Quel trompe l'oeil firmato da Bramante
La buona strada di Philippe Daverio. Sabato 22 Giugno 2013, <<Corriere della Sera>>
Donato Bramante, il principe degli architetti noto anche a chi non sa nulla di architettura, perché portò a compimento San Pietro a Roma e quindi una delle icone della storia dell'umanità, era umbro e s'era formato mezzo secolo prima in quel laboratorio inatteso della fantasia che fu la corte di Federico duca ad Urbino.
Lì il confronto, l'idealismo e le fantasie dei Laurana gli avevano dato il primo spunto per andare oltre gli schemi. Ma vero suo laboratorio fu l'impegno milanese al servizio di Ludovico il Moro nel ventennio che concluse il Quattrocento.

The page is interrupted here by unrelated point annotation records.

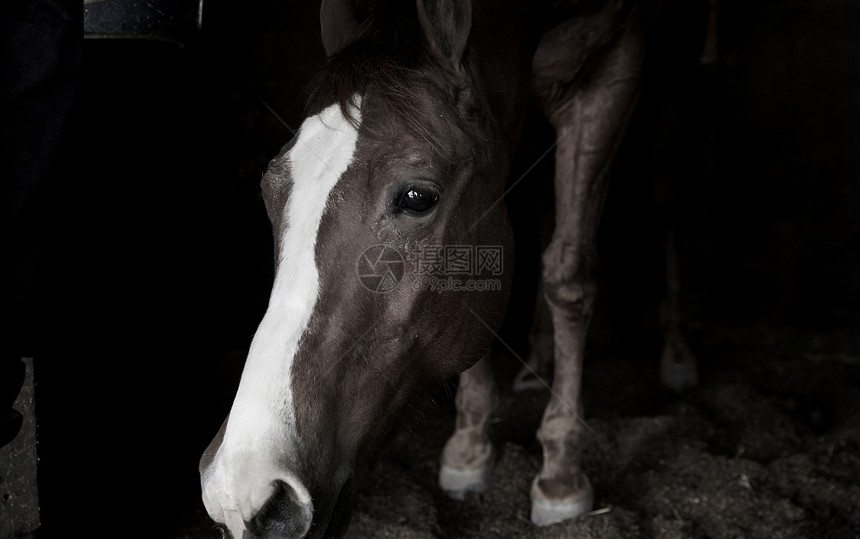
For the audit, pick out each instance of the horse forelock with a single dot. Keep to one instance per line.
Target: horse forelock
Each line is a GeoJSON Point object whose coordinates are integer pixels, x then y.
{"type": "Point", "coordinates": [386, 61]}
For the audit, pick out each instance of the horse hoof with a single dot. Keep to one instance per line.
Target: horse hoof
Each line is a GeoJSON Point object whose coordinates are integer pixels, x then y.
{"type": "Point", "coordinates": [679, 377]}
{"type": "Point", "coordinates": [456, 483]}
{"type": "Point", "coordinates": [545, 513]}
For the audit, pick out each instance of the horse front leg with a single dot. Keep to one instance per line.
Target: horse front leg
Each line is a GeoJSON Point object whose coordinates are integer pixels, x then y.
{"type": "Point", "coordinates": [590, 121]}
{"type": "Point", "coordinates": [468, 457]}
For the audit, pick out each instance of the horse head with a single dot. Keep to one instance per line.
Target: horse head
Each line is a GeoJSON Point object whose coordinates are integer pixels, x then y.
{"type": "Point", "coordinates": [403, 157]}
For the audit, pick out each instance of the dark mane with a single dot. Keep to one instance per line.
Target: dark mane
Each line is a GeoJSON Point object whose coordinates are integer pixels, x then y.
{"type": "Point", "coordinates": [386, 55]}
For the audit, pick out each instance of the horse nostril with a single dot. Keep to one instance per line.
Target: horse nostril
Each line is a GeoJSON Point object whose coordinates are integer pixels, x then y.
{"type": "Point", "coordinates": [285, 515]}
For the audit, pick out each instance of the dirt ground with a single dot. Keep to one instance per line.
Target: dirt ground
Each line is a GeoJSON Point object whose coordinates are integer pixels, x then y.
{"type": "Point", "coordinates": [768, 446]}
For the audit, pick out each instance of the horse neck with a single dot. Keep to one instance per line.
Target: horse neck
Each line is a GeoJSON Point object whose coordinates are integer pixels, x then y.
{"type": "Point", "coordinates": [502, 43]}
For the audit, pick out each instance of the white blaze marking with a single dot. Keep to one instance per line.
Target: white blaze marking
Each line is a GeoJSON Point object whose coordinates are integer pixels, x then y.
{"type": "Point", "coordinates": [261, 437]}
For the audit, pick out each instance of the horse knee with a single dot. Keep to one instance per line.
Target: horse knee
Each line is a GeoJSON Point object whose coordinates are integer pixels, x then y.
{"type": "Point", "coordinates": [569, 279]}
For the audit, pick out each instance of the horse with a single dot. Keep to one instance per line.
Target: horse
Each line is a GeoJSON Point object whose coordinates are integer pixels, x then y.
{"type": "Point", "coordinates": [394, 252]}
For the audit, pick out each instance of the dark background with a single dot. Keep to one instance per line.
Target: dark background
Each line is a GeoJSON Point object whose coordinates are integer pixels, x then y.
{"type": "Point", "coordinates": [158, 252]}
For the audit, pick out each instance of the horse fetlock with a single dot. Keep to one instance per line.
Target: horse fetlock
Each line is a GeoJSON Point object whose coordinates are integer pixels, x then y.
{"type": "Point", "coordinates": [556, 499]}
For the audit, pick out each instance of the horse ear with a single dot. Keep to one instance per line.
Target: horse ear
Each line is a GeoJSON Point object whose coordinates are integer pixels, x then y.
{"type": "Point", "coordinates": [338, 24]}
{"type": "Point", "coordinates": [446, 25]}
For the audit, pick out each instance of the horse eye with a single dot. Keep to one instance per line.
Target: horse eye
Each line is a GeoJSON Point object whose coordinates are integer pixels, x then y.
{"type": "Point", "coordinates": [417, 201]}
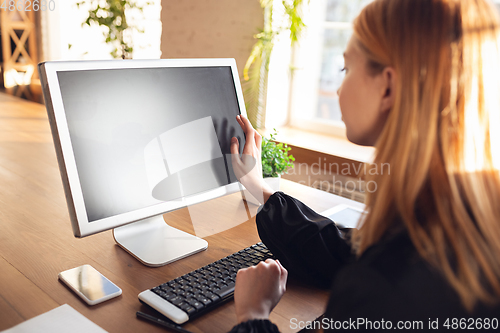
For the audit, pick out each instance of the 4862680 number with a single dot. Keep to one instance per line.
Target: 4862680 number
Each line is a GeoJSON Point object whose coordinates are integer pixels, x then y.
{"type": "Point", "coordinates": [471, 323]}
{"type": "Point", "coordinates": [28, 5]}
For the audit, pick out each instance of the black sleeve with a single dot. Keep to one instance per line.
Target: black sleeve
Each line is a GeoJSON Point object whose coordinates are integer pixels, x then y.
{"type": "Point", "coordinates": [309, 245]}
{"type": "Point", "coordinates": [255, 326]}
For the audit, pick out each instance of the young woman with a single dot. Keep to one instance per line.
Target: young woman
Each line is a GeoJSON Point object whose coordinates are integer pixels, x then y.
{"type": "Point", "coordinates": [422, 85]}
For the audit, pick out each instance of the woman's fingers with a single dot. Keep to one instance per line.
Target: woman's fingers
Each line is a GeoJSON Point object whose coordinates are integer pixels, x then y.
{"type": "Point", "coordinates": [246, 126]}
{"type": "Point", "coordinates": [235, 151]}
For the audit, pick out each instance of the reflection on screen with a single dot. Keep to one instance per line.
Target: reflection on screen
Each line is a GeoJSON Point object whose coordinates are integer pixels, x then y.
{"type": "Point", "coordinates": [144, 136]}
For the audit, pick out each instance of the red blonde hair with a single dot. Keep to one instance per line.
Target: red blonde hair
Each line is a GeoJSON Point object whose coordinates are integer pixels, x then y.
{"type": "Point", "coordinates": [441, 138]}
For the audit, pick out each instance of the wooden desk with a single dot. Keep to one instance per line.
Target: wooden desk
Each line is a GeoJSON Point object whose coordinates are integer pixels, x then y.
{"type": "Point", "coordinates": [37, 242]}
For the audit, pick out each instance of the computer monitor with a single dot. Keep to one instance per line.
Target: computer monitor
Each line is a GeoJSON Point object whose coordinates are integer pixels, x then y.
{"type": "Point", "coordinates": [138, 138]}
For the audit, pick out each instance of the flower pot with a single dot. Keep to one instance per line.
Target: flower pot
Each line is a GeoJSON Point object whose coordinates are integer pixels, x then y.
{"type": "Point", "coordinates": [273, 182]}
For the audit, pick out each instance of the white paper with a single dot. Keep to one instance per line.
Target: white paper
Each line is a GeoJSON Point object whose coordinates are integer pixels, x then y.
{"type": "Point", "coordinates": [59, 320]}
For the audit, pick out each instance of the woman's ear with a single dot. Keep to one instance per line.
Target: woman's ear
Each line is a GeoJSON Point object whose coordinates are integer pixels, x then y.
{"type": "Point", "coordinates": [388, 85]}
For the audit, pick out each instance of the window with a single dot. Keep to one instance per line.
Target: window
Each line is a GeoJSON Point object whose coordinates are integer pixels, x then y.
{"type": "Point", "coordinates": [318, 61]}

E lo testimoniano le opere, quel primo trompe l'oeil dell'architettura che conclude l'abside di San Satiro, chiesa purtroppo trascurata dal turismo cittadino, che è invece uno dei capisaldi della storia del costruire e dell'illudere, e quindi del gusto.
Poi l'esercizio nell'allargare e ridefinire i cortili cistercensi nel lato abbaziale di Sant'Ambrogio, quello ora incluso nell'Università Cattolica, infine il capolavoro supremo d'un Rinascimento non ancora concluso ma già ludico nella sua maniera, il «tamburone» del presbiterio di Santa Maria delle Grazie, quest'ultimo — come sempre il meglio dell'architettura — va ammirato prima dall'esterno, nel gioco di archi, cerchi e colonnine che va poi meditato all'interno, dove questi elementi si fanno rarefatti e mistici.